Quadrinho é escapismo. É ritual. É encontro de esquina, banca de jornal, fila de mercado. Quando tudo isso virou artigo de grife, a base rachou. E como sei disso? Porque converso com quem vende. Com o pessoal da Metrópolis, com o Júnior da GibiManíacos. Desde a alta dos preços, os mangás ainda vendem, mas perderam o frenesi. O público jovem encolheu. O impulso virou planilha. E o que era coleção virou controle de danos.
Agora, com X-Men, Deadpool e Wolverine liderando esse retorno à cultura de massa, o mercado estremece. Porque não são personagens esquecidos. São três dos nomes mais conhecidos da cultura pop global. São cavalos de batalha. E a Panini sabe disso.
Mas o que realmente me tirou do sério não foi o preço. Foi a miopia dos comentários. Gente dizendo que “vai sair mais caro”, que “48 páginas por 19,90 não compensa”, que “é melhor comprar um mix de 44,90 com seis histórias”. Um raciocínio enlatado, egoísta, que gira em torno do próprio umbigo de colecionador fiel.
Eles não enxergam que isso não é pra eles.
Essa iniciativa é uma tentativa desesperada, mas honesta, de colocar um gibi na mão de quem nunca leu gibi. De furar a bolha. De alcançar o moleque que nunca pisou numa loja especializada. De reapresentar o papel e a tinta como portal de entrada pra imaginação.
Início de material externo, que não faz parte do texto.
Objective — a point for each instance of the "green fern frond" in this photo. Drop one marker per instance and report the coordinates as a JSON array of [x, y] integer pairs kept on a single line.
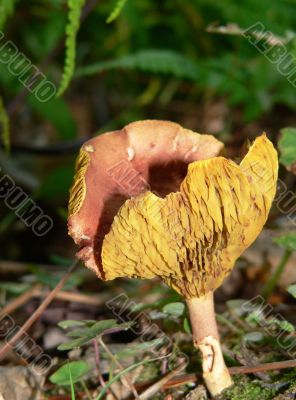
[[6, 10], [5, 131], [155, 61], [116, 11], [75, 8]]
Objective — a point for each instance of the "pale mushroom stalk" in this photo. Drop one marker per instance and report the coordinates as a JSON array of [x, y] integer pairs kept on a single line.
[[206, 339]]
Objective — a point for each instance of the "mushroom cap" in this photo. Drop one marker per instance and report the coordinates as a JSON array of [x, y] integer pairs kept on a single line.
[[192, 238], [113, 167]]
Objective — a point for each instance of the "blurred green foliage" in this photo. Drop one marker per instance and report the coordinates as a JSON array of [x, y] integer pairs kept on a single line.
[[119, 61]]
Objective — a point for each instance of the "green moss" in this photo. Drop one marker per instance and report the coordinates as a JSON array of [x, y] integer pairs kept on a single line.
[[243, 389]]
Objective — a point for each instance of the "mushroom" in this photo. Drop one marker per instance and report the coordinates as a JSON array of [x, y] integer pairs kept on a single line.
[[189, 237]]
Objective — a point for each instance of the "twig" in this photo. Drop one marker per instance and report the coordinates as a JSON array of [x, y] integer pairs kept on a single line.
[[156, 387], [271, 284], [27, 325], [37, 291], [114, 359], [188, 378], [19, 301]]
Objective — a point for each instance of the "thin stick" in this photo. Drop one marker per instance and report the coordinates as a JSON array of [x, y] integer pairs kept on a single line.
[[188, 378], [271, 284], [114, 359], [19, 301], [27, 325]]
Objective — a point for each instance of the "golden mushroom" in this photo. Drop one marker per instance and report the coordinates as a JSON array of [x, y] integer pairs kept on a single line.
[[191, 238]]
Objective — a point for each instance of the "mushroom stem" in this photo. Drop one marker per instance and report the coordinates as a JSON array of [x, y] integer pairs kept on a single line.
[[206, 339]]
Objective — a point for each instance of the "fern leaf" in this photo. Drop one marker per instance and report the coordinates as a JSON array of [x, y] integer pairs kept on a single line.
[[116, 11], [75, 8], [5, 131], [155, 61], [6, 10]]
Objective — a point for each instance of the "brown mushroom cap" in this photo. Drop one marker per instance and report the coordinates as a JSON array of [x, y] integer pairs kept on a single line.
[[117, 165], [192, 238]]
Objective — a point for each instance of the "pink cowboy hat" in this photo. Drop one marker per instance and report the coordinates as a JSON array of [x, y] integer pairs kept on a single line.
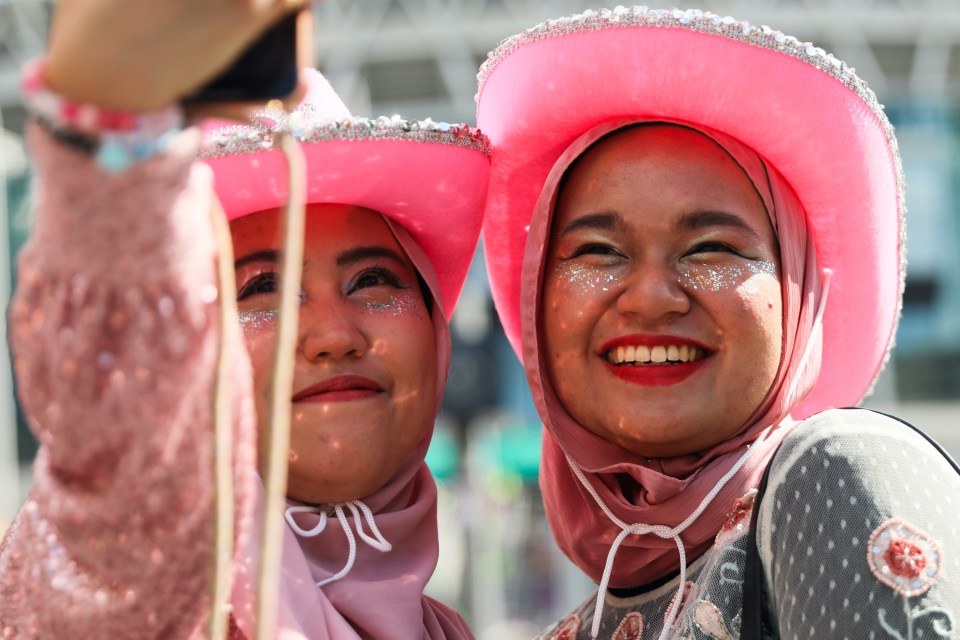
[[801, 109], [430, 177]]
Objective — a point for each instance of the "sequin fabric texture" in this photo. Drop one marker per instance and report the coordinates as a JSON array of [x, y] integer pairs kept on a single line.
[[858, 537], [115, 332]]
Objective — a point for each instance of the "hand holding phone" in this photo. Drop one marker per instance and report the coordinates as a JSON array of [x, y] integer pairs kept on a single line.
[[143, 55]]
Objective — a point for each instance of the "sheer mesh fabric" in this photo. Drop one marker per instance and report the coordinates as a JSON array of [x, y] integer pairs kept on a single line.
[[858, 536]]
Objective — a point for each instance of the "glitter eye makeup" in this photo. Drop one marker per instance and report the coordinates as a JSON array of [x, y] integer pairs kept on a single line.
[[257, 319], [720, 278], [585, 277], [404, 304]]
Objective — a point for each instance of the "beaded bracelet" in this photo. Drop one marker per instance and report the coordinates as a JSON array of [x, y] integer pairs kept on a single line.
[[115, 138]]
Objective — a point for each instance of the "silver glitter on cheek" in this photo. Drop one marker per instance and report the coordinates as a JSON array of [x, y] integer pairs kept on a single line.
[[586, 278], [720, 278], [257, 319], [405, 304]]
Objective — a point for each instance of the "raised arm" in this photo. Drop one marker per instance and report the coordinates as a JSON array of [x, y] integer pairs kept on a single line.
[[115, 331]]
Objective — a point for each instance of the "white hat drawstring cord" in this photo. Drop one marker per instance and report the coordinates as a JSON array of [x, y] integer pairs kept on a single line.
[[659, 530], [378, 542]]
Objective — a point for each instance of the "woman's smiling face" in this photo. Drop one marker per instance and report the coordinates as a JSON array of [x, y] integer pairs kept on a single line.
[[661, 314], [364, 390]]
Não é a solução. Está longe disso. Mas é uma fagulha. Um teste. Um passo que ninguém teve coragem de dar antes. E enquanto essa galera reclama que “não compensa”, o mercado agoniza. Porque o leitor veterano sozinho não sustenta nada.
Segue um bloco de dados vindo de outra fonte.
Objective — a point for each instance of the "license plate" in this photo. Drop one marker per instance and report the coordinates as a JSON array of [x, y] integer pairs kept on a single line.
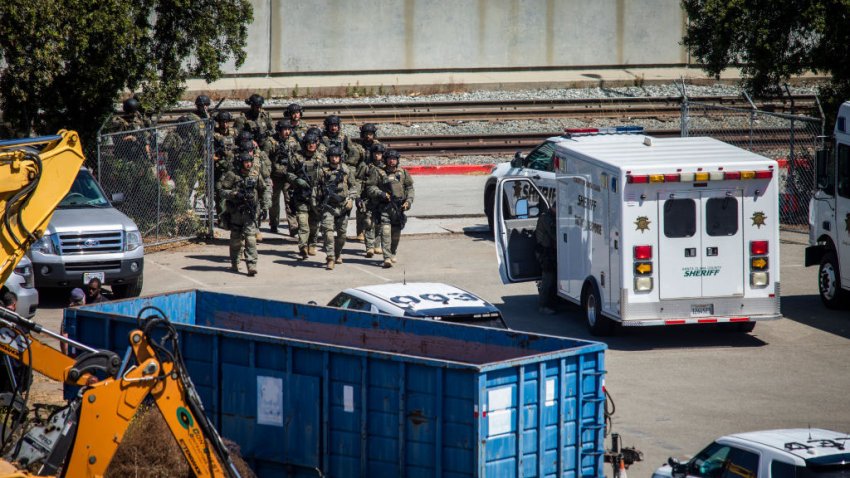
[[702, 310], [88, 276]]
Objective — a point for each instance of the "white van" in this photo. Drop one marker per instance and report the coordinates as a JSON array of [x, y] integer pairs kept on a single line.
[[652, 231]]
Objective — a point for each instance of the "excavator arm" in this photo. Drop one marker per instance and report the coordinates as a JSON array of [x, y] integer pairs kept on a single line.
[[80, 439]]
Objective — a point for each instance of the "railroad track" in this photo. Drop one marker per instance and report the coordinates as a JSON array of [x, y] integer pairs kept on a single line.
[[494, 111], [506, 144]]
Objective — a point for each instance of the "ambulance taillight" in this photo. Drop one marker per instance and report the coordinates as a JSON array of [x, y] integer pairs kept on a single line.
[[643, 268], [759, 261]]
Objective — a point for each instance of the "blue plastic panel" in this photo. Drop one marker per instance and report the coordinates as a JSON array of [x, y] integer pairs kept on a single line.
[[308, 388]]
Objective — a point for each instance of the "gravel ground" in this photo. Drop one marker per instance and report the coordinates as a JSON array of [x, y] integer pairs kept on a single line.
[[698, 120]]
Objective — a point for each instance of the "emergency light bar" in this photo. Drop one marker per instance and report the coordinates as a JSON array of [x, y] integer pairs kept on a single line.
[[699, 176], [570, 132]]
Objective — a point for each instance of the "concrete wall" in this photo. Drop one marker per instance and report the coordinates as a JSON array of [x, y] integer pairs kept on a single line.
[[297, 36]]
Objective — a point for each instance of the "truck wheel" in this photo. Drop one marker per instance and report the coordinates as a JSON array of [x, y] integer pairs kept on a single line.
[[829, 281], [598, 324], [489, 201], [130, 289]]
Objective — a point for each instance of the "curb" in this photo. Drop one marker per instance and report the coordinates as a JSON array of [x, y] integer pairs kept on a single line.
[[449, 169]]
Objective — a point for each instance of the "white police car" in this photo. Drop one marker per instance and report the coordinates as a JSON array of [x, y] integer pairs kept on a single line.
[[540, 165], [422, 300], [789, 453]]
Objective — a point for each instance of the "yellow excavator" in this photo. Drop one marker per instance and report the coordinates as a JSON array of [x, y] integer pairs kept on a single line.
[[80, 438]]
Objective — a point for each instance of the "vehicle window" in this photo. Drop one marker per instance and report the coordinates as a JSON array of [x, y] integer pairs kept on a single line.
[[513, 192], [721, 216], [341, 300], [541, 158], [723, 461], [780, 469], [84, 193], [843, 177], [680, 218]]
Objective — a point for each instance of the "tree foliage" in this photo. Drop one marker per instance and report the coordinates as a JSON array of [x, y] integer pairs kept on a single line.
[[66, 62], [772, 40]]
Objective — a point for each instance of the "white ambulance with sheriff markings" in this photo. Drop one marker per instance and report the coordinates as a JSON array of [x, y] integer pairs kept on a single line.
[[652, 231]]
Se você não consegue ver que essa aposta é pra trazer gente nova, então talvez o problema nem seja o preço. Talvez o problema seja você.
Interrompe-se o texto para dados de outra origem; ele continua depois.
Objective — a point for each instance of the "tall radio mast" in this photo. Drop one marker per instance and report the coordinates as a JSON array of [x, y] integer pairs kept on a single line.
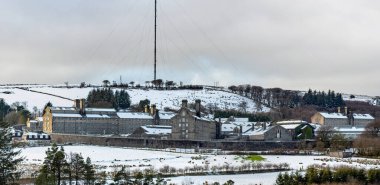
[[155, 39]]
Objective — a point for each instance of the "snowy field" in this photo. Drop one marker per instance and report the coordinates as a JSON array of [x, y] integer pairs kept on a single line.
[[162, 99], [110, 157]]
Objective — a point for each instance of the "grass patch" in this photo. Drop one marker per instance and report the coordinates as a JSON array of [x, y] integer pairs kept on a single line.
[[254, 158]]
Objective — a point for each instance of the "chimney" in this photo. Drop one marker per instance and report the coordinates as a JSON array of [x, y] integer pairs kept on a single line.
[[77, 103], [157, 117], [153, 109], [198, 108], [146, 109], [184, 103], [82, 106]]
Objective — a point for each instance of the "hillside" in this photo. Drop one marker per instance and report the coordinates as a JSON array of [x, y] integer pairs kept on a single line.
[[171, 98]]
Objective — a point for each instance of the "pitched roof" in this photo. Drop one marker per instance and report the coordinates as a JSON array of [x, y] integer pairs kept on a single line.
[[157, 129], [333, 115], [363, 116], [134, 115]]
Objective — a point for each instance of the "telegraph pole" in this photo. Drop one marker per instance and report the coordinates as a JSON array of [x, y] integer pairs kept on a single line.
[[155, 40]]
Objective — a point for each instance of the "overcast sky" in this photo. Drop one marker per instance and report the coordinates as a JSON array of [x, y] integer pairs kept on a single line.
[[293, 44]]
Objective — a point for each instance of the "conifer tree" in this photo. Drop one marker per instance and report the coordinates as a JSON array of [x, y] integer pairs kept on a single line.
[[53, 166], [9, 159], [89, 172]]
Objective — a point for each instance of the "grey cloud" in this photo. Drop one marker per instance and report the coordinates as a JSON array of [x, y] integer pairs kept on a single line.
[[297, 44]]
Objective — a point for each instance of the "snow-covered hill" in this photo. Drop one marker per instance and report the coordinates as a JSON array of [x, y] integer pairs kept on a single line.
[[161, 98]]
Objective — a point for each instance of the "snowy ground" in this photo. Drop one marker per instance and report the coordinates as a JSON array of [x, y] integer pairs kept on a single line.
[[162, 99], [140, 159]]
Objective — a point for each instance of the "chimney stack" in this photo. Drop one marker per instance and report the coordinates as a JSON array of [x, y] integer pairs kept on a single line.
[[264, 126], [82, 107], [77, 103], [146, 109], [198, 107], [153, 109], [157, 117], [184, 103], [241, 130]]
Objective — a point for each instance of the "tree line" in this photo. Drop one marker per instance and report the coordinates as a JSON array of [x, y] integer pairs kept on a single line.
[[107, 98], [322, 99], [327, 175], [58, 166], [14, 114], [277, 97]]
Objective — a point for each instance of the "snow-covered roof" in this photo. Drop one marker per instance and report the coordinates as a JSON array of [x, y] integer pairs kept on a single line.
[[258, 131], [228, 127], [166, 115], [97, 116], [134, 115], [100, 110], [350, 129], [203, 118], [363, 116], [234, 119], [157, 129], [36, 136], [333, 115], [241, 119], [290, 126], [62, 115], [291, 122], [62, 108]]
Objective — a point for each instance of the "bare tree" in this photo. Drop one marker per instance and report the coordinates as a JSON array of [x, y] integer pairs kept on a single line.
[[106, 83]]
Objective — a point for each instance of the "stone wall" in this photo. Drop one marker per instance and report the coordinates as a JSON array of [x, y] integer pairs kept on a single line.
[[162, 144]]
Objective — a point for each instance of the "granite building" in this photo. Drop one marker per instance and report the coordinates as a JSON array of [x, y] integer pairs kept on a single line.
[[190, 125]]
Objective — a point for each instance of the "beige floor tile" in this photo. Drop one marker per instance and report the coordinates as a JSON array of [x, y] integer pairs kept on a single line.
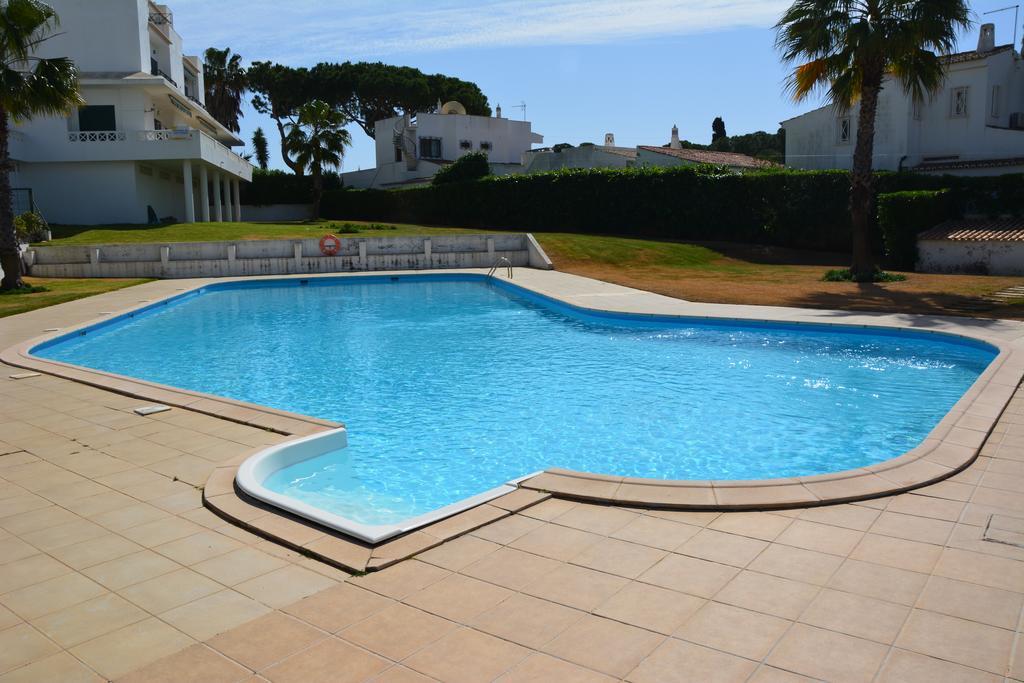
[[397, 631], [337, 607], [466, 655], [541, 668], [198, 664], [596, 518], [29, 570], [689, 574], [60, 668], [733, 630], [20, 645], [753, 524], [51, 595], [199, 547], [558, 543], [238, 565], [771, 595], [898, 553], [459, 553], [576, 587], [604, 645], [969, 643], [511, 568], [526, 621], [856, 615], [971, 601], [620, 557], [131, 647], [331, 660], [264, 641], [827, 655], [880, 582], [724, 548], [170, 590], [401, 580], [89, 620], [285, 586], [214, 613], [699, 664], [656, 532], [458, 598], [904, 667]]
Não se trata de matar a capa dura. Ela que siga existindo, bela e cara como sempre foi. Mas esse novo movimento precisa acontecer com coragem. Precisa acontecer com qualidade. Não dá pra repetir o erro dos mix inchados ou dos encadernados descuidados. Se é pra reconquistar o leitor popular, é preciso respeitá-lo como tal. E isso inclui papel decente, impressão legível e periodicidade que faça sentido.
É cedo pra saber se vai dar certo. Mas é tarde demais pra não tentar. O gibi precisa voltar a caber no bolso e explodir cabeças. Precisa circular, formar leitor, gerar apego. Porque no final do dia, o que segura um mercado não é o colecionador premium. É o moleque que compra um exemplar no sábado e pede outro no domingo.
Se esse novo plano da Panini der certo, a gente pode estar diante de uma nova era de leitores. Se der errado, ao menos foi uma tentativa de reencontro com o que o quadrinho brasileiro sempre teve de melhor: a vocação pra massa.